China is responsible for 40.3% of global 6G patent filings, followed by the U.S. with 35.2%. Japan with 9.9%, Europe with 8.9% and South Korea with 4.2%, according to a report by Nikkei .

Nikkei worked with Tokyo-based research firm Cyber Creative Institute to survey nearly 20,000 patent applications for nine core technologies in the 6G field, including communications, quantum technology, base stations and artificial intelligence.

According to the report, China’s 6G patent applications are mostly related to mobile infrastructure technology. Many of the latest patents have been filed by Chinese vendor Huawei, while other key Chinese patent holders include state-run companies including State Grid Corporation of China and China Aerospace Science and Technology.

“Companies other than Huawei are also obtaining 6G patents, indicating that China’s technological development is improving,” said Takafumi Saito, director at Cyber Creative Institute.

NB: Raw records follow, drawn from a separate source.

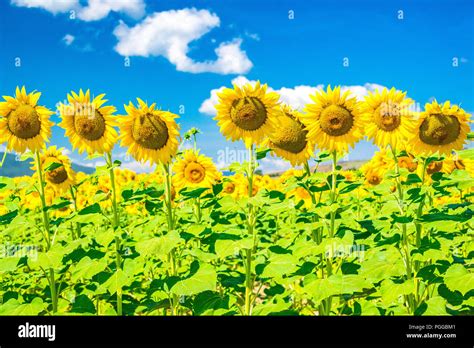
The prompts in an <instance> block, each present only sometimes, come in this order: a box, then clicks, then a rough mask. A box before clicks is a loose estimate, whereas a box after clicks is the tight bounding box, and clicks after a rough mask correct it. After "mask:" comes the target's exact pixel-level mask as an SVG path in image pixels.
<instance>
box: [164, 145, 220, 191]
mask: <svg viewBox="0 0 474 348" xmlns="http://www.w3.org/2000/svg"><path fill="white" fill-rule="evenodd" d="M173 171H174V172H175V173H176V175H175V176H174V180H175V184H176V186H177V187H178V188H180V189H181V188H184V187H209V188H210V187H212V185H213V184H214V183H216V181H217V180H219V173H218V171H217V168H216V166H215V165H214V163H212V160H211V159H210V158H209V157H206V156H204V155H201V154H199V153H198V152H195V151H194V150H186V151H184V153H183V155H182V157H181V158H180V159H179V160H178V161H176V163H175V164H174V166H173Z"/></svg>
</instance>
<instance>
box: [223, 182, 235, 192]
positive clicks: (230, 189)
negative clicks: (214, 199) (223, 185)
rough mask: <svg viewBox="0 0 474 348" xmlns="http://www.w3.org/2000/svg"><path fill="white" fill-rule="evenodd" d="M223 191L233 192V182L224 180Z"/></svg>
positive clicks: (233, 191)
mask: <svg viewBox="0 0 474 348" xmlns="http://www.w3.org/2000/svg"><path fill="white" fill-rule="evenodd" d="M223 189H224V192H225V193H227V194H228V195H230V194H232V193H234V191H235V184H234V183H233V182H232V181H226V182H224V187H223Z"/></svg>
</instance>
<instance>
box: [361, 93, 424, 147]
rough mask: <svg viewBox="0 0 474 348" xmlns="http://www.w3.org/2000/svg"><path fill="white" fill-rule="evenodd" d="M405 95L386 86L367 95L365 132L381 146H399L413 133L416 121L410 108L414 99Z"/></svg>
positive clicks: (396, 146)
mask: <svg viewBox="0 0 474 348" xmlns="http://www.w3.org/2000/svg"><path fill="white" fill-rule="evenodd" d="M405 96H406V92H401V91H397V90H396V89H395V88H392V89H391V90H390V91H389V90H388V89H387V88H384V89H383V90H382V92H380V91H377V92H376V93H371V92H369V95H367V96H366V97H365V101H364V103H363V106H362V111H363V115H364V116H363V120H364V123H365V126H364V130H365V134H366V135H367V136H368V137H369V138H371V139H372V140H373V142H374V144H376V145H378V146H379V147H381V148H384V147H387V146H388V145H390V146H392V147H393V148H398V147H400V146H402V145H404V144H405V141H406V139H407V138H409V137H411V135H412V134H413V131H414V129H415V126H416V121H415V120H414V118H413V114H412V113H411V112H410V110H409V107H410V105H411V104H413V100H411V99H409V98H405Z"/></svg>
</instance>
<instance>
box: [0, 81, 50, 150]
mask: <svg viewBox="0 0 474 348" xmlns="http://www.w3.org/2000/svg"><path fill="white" fill-rule="evenodd" d="M40 96H41V93H40V92H32V93H30V94H27V93H26V89H25V87H24V86H23V87H22V88H21V90H20V88H19V87H17V88H16V93H15V97H10V96H4V97H3V99H5V101H4V102H0V143H4V142H6V143H7V150H14V151H16V152H19V153H23V152H25V151H26V150H31V151H33V152H35V151H38V150H40V149H41V148H42V147H43V146H44V144H45V142H47V141H49V138H50V137H51V126H52V125H53V123H52V122H51V121H49V116H50V115H52V114H53V112H52V111H51V110H49V109H47V108H45V107H44V106H39V105H38V99H39V98H40Z"/></svg>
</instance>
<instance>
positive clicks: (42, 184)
mask: <svg viewBox="0 0 474 348" xmlns="http://www.w3.org/2000/svg"><path fill="white" fill-rule="evenodd" d="M35 158H36V172H37V174H38V186H39V195H40V199H41V211H42V213H43V214H42V216H43V227H44V232H45V238H46V251H49V249H50V248H51V246H52V245H51V244H52V243H51V236H50V235H49V231H50V228H49V215H48V209H47V206H46V197H45V191H44V188H45V186H46V184H45V181H44V177H43V168H42V165H41V156H40V153H39V151H36V152H35ZM46 277H47V279H48V282H49V288H50V290H51V302H52V306H53V313H56V312H57V311H58V294H57V292H56V280H55V278H54V269H53V268H50V269H49V275H48V274H46Z"/></svg>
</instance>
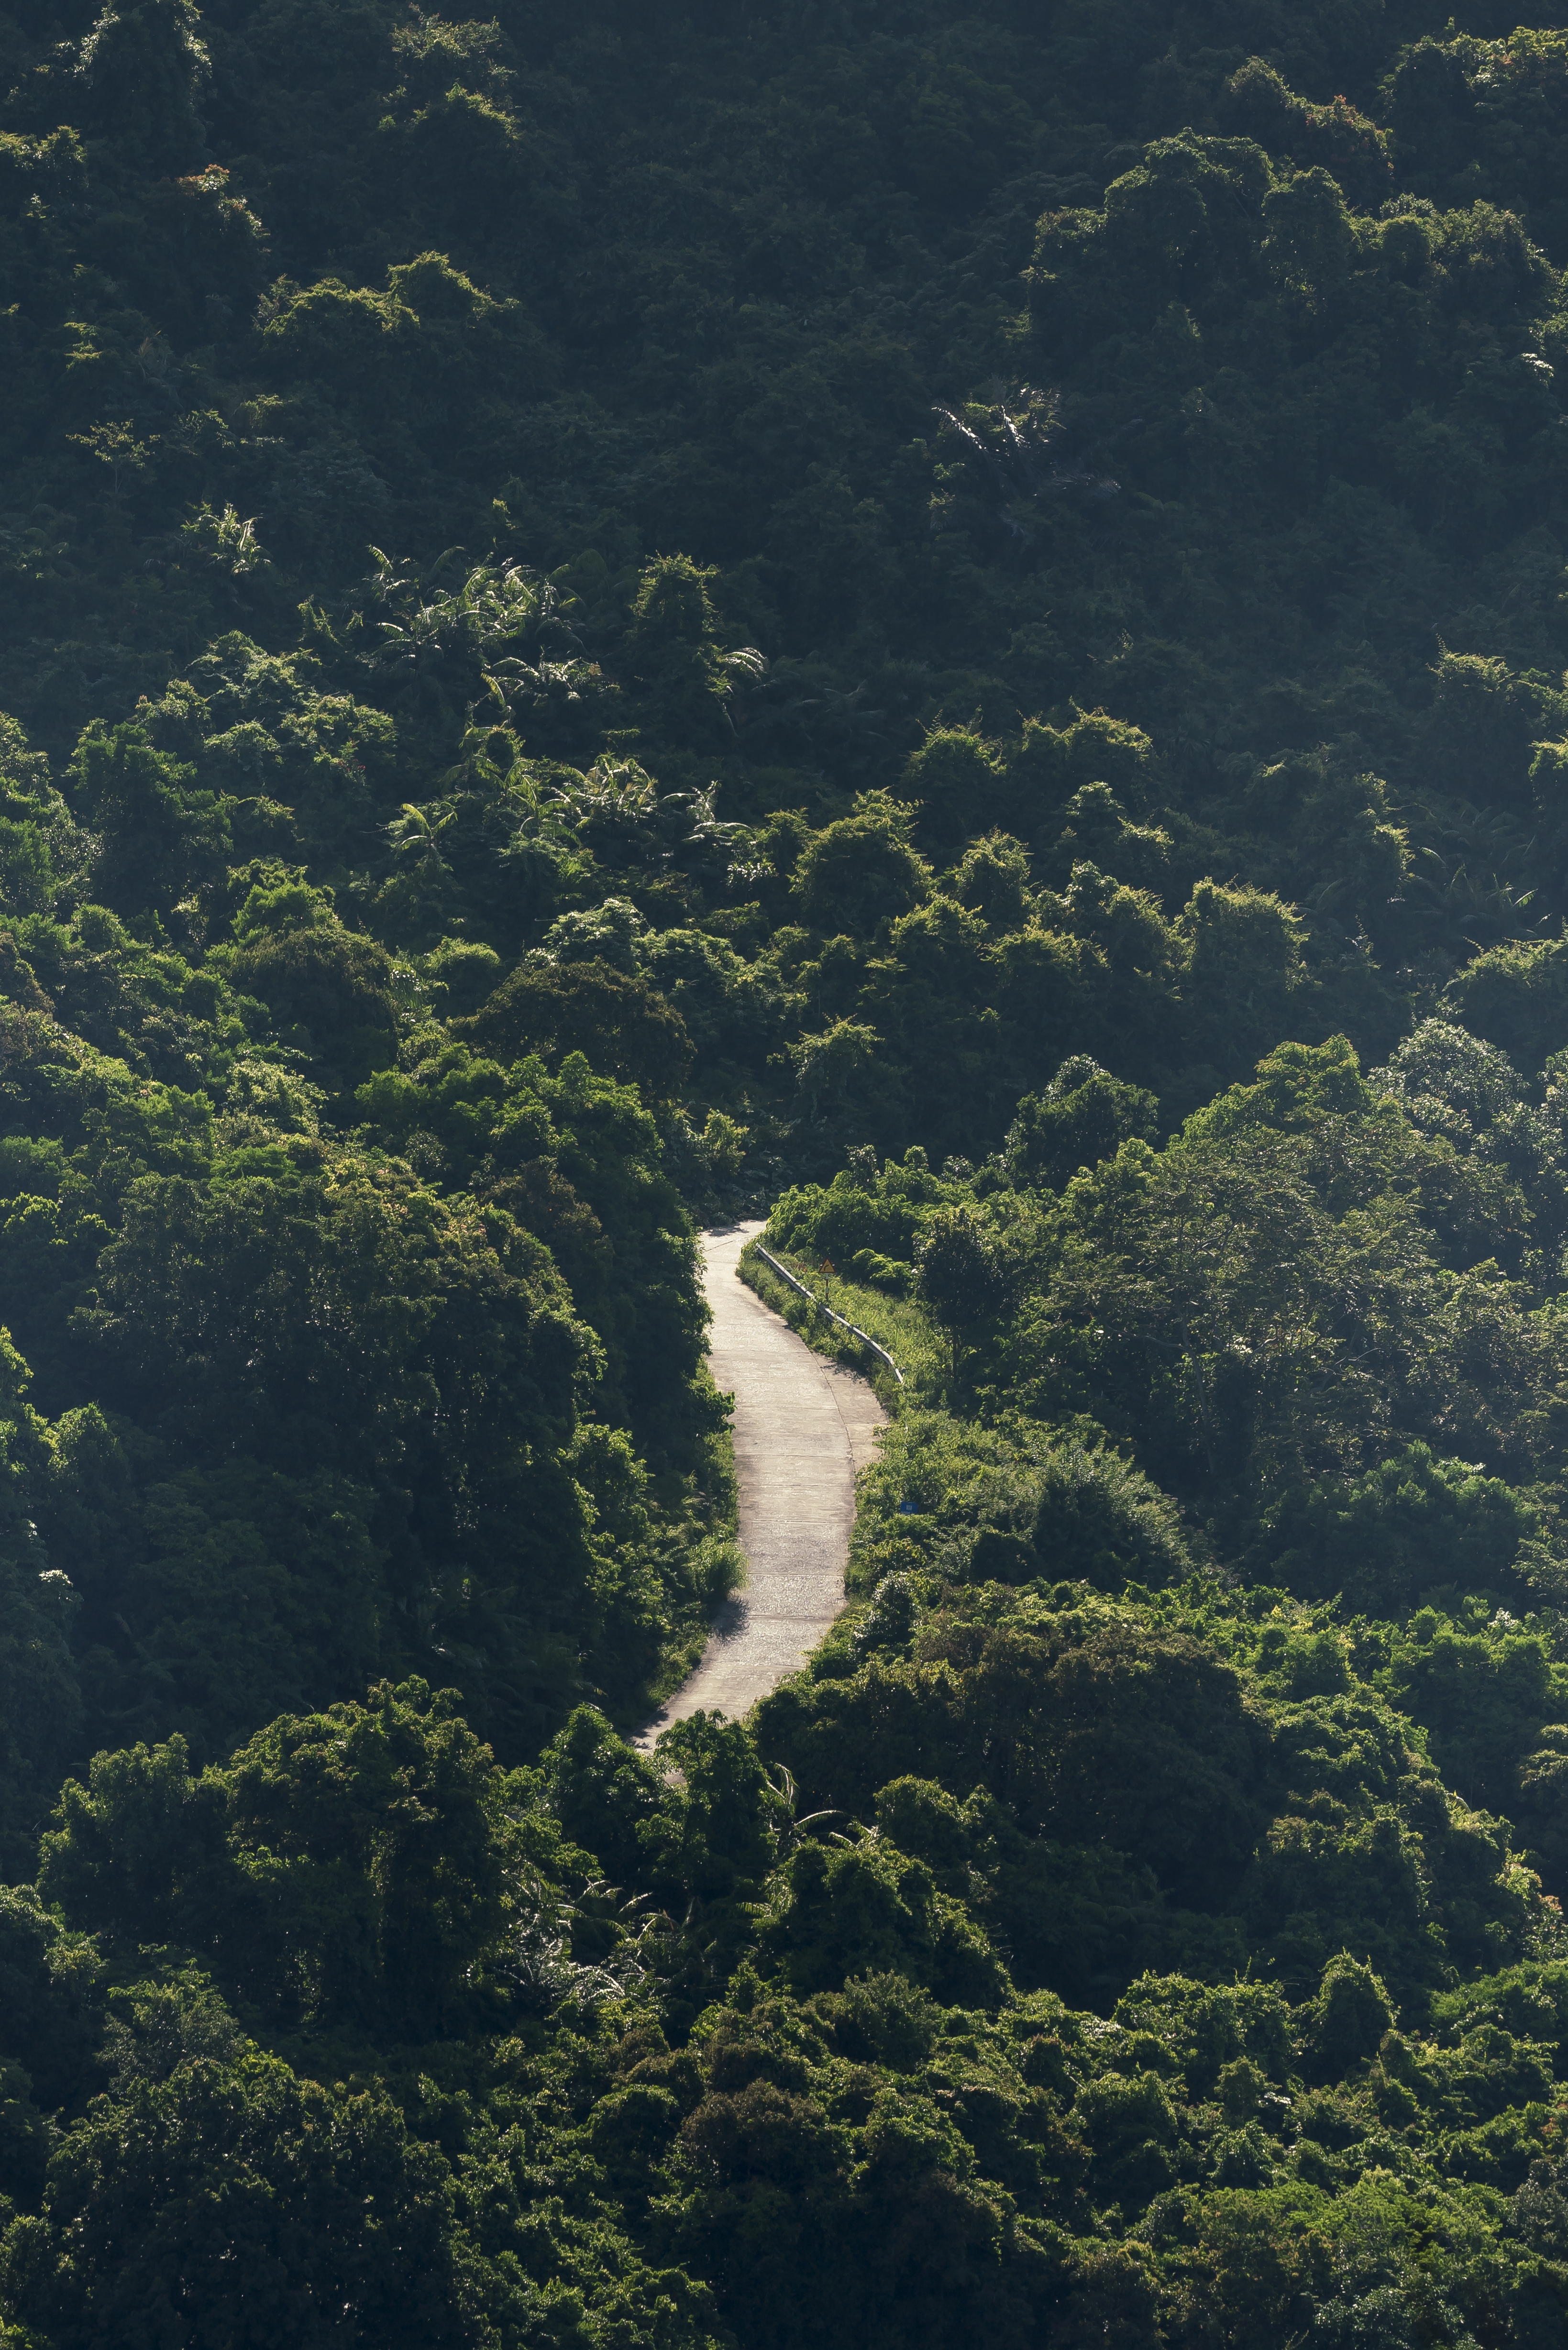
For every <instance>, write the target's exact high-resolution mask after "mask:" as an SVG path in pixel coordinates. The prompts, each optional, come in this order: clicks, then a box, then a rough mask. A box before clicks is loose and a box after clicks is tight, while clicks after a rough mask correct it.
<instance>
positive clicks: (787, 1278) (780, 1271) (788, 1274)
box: [752, 1241, 903, 1386]
mask: <svg viewBox="0 0 1568 2350" xmlns="http://www.w3.org/2000/svg"><path fill="white" fill-rule="evenodd" d="M752 1248H755V1250H757V1255H759V1257H766V1262H769V1264H771V1267H773V1271H776V1274H778V1276H780V1281H788V1283H790V1288H792V1290H799V1295H802V1297H806V1300H811V1304H813V1307H816V1309H818V1314H825V1316H827V1321H837V1325H839V1330H849V1335H851V1337H858V1339H860V1344H863V1347H870V1349H872V1354H879V1356H882V1361H884V1363H886V1368H889V1370H891V1372H893V1377H896V1379H898V1384H900V1386H903V1372H900V1368H898V1363H896V1361H893V1356H891V1354H889V1351H886V1347H879V1344H877V1339H875V1337H872V1335H870V1332H867V1330H863V1328H860V1325H858V1323H851V1321H844V1316H842V1314H835V1311H832V1307H830V1304H823V1300H820V1297H818V1295H816V1290H809V1288H806V1283H804V1281H797V1278H795V1274H792V1271H790V1267H788V1264H780V1262H778V1257H773V1255H771V1253H769V1250H766V1248H764V1246H762V1241H752Z"/></svg>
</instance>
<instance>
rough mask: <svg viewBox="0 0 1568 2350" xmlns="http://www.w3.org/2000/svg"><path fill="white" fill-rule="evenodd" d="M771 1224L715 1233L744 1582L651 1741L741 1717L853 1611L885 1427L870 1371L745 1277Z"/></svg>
mask: <svg viewBox="0 0 1568 2350" xmlns="http://www.w3.org/2000/svg"><path fill="white" fill-rule="evenodd" d="M762 1229H764V1227H762V1224H759V1222H757V1224H731V1227H726V1229H719V1231H705V1234H703V1283H705V1290H708V1304H710V1307H712V1335H710V1344H708V1358H710V1363H712V1375H715V1379H717V1384H719V1391H733V1398H736V1415H733V1436H736V1476H738V1483H741V1549H743V1551H745V1589H743V1591H741V1593H738V1596H736V1598H733V1600H726V1603H724V1607H719V1614H717V1617H715V1624H712V1636H710V1640H708V1647H705V1652H703V1661H701V1664H698V1668H696V1673H693V1676H691V1680H686V1683H684V1687H679V1690H677V1692H675V1697H668V1699H665V1704H663V1706H661V1708H658V1713H656V1715H654V1720H651V1723H649V1725H646V1730H642V1734H639V1737H637V1746H644V1748H646V1746H654V1741H656V1739H658V1734H661V1730H668V1727H670V1723H679V1720H684V1718H686V1715H689V1713H696V1711H698V1708H705V1711H710V1713H729V1715H731V1718H733V1720H738V1718H741V1715H743V1713H748V1711H750V1708H752V1706H755V1704H757V1699H759V1697H766V1692H769V1690H773V1687H778V1683H780V1680H783V1676H785V1673H795V1671H797V1668H799V1666H802V1664H804V1661H806V1652H809V1650H811V1647H816V1643H818V1640H820V1638H823V1633H825V1631H827V1626H830V1624H832V1619H835V1617H837V1612H839V1610H842V1605H844V1560H846V1558H849V1530H851V1525H853V1516H856V1469H865V1464H867V1462H870V1459H875V1445H877V1429H882V1426H884V1424H886V1412H884V1410H882V1405H879V1403H877V1396H875V1394H872V1389H870V1386H867V1384H865V1379H858V1377H856V1375H853V1372H851V1370H842V1368H839V1365H837V1363H827V1361H825V1358H823V1356H820V1354H813V1351H811V1347H806V1342H804V1339H799V1337H797V1335H795V1330H790V1325H788V1323H785V1321H780V1318H778V1314H773V1311H771V1309H769V1307H764V1304H762V1300H759V1297H757V1293H755V1290H748V1288H745V1283H743V1281H738V1278H736V1262H738V1257H741V1250H743V1248H745V1243H748V1241H750V1238H752V1236H755V1234H759V1231H762Z"/></svg>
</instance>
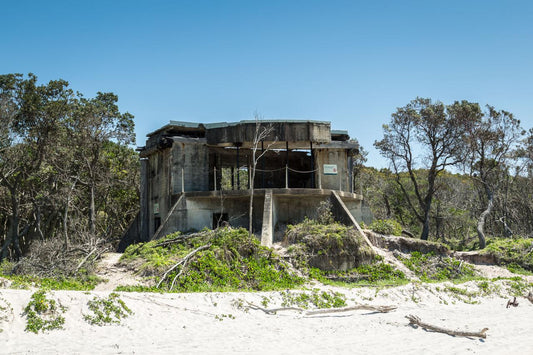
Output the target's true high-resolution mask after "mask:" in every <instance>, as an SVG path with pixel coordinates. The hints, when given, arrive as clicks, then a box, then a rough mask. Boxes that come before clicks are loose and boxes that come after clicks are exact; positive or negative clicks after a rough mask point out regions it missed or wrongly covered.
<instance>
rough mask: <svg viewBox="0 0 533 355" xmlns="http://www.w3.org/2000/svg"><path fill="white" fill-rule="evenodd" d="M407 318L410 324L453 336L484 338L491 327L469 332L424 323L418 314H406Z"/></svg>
mask: <svg viewBox="0 0 533 355" xmlns="http://www.w3.org/2000/svg"><path fill="white" fill-rule="evenodd" d="M405 318H407V319H409V324H410V325H416V326H420V327H422V328H424V329H426V330H430V331H432V332H438V333H445V334H448V335H452V336H461V337H474V338H483V339H485V338H486V337H487V334H486V333H487V330H489V328H483V329H482V330H480V331H479V332H468V331H462V330H450V329H446V328H441V327H438V326H435V325H431V324H428V323H424V322H422V321H421V320H420V318H418V317H417V316H413V315H411V314H410V315H408V316H405Z"/></svg>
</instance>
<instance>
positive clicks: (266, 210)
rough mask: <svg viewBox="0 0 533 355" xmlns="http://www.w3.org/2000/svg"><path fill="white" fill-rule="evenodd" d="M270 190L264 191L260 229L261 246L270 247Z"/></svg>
mask: <svg viewBox="0 0 533 355" xmlns="http://www.w3.org/2000/svg"><path fill="white" fill-rule="evenodd" d="M272 214H273V203H272V190H270V189H268V190H266V191H265V202H264V205H263V227H262V228H261V245H263V246H266V247H271V246H272V242H273V239H274V225H273V216H272Z"/></svg>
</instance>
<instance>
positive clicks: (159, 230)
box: [151, 194, 185, 239]
mask: <svg viewBox="0 0 533 355" xmlns="http://www.w3.org/2000/svg"><path fill="white" fill-rule="evenodd" d="M184 199H185V195H184V194H181V196H180V197H179V198H178V200H177V201H176V203H175V204H174V205H173V206H172V208H171V209H170V211H168V213H167V216H166V217H165V220H164V221H163V223H161V225H160V226H159V228H157V230H156V231H155V233H154V235H153V236H152V238H151V239H158V238H161V237H163V236H164V235H166V234H168V233H172V232H173V228H170V229H167V227H168V224H169V220H170V218H171V217H172V215H173V214H174V211H175V210H176V208H177V207H178V206H179V205H180V204H181V202H182V200H184ZM165 230H166V231H167V233H165V234H164V233H163V232H164V231H165Z"/></svg>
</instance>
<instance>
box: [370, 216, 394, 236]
mask: <svg viewBox="0 0 533 355" xmlns="http://www.w3.org/2000/svg"><path fill="white" fill-rule="evenodd" d="M368 229H370V230H372V231H374V232H376V233H379V234H384V235H395V236H401V235H402V226H401V224H400V223H398V221H396V220H394V219H374V220H373V221H372V223H371V224H370V225H369V226H368Z"/></svg>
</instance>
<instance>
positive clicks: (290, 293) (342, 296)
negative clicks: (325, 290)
mask: <svg viewBox="0 0 533 355" xmlns="http://www.w3.org/2000/svg"><path fill="white" fill-rule="evenodd" d="M281 298H282V302H281V306H282V307H300V308H303V309H309V308H310V307H314V308H340V307H345V306H346V295H344V294H343V293H340V292H333V291H329V292H327V291H321V290H319V289H317V288H314V289H312V290H311V292H290V291H282V292H281Z"/></svg>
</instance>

Meanwhile, U.S. companies with 6G-related patents include Qualcomm, Intel, IBM and Microsoft, according to the report.

As for Japan, Nippon Telegraph & Telephone (NTT) has many patents in the 6G space dealing with optical communications and mobile infrastructure networks in urban areas.

Huawei founder and CEO Ren Zhengfei recently said that the firm was working to ensure its advantage in the 6G technology, according to Nikkei Asia .

“Our 6G research is bracing itself against a rainy day and we aim to conquer 6G patent ground,” Ren said. “We don’t have to wait for 6G to become viable, as waiting would impose constraints on us due to a lack of patents.”

Huawei expects to launch 6G products around 2030, the company’s rotating chairman Eric Xu Zhiju, had recently said.

According to a recent article written by Xu, not-yet-standardized 6G has a more complicated technology environment than 5G, with impact likely to come from multiple technologies like cloud computing, blockchain and big data.

The executive noted that the vendor had started investment in 6G research in 2017.

“Huawei will define 5.5G and research 6G at the same time in the next few years, and it is a test of the whole industry’s imagination and creativity whether 6G can surpass 5G and 5.5G technologies,” Xu said.

The Chinese government has already begun researching 6G technology. According to previous reports by Chinese state media, government ministries and research institutes have had initial meetings with the aim of establishing a national 6G technology research and development group. The Ministry of Science and Technology said that it will set up two working groups to carry out the 6G research activities.

Japan, South Korea, the European Union and the United States have also launched projects, programs, and alliances to shape the 6G framework and main business focus. In February, a 6G research project involving major European operators was announced, while U.S. carriers had previously committed to the Next G Alliance, a group established with the main goal of defining 6G technology.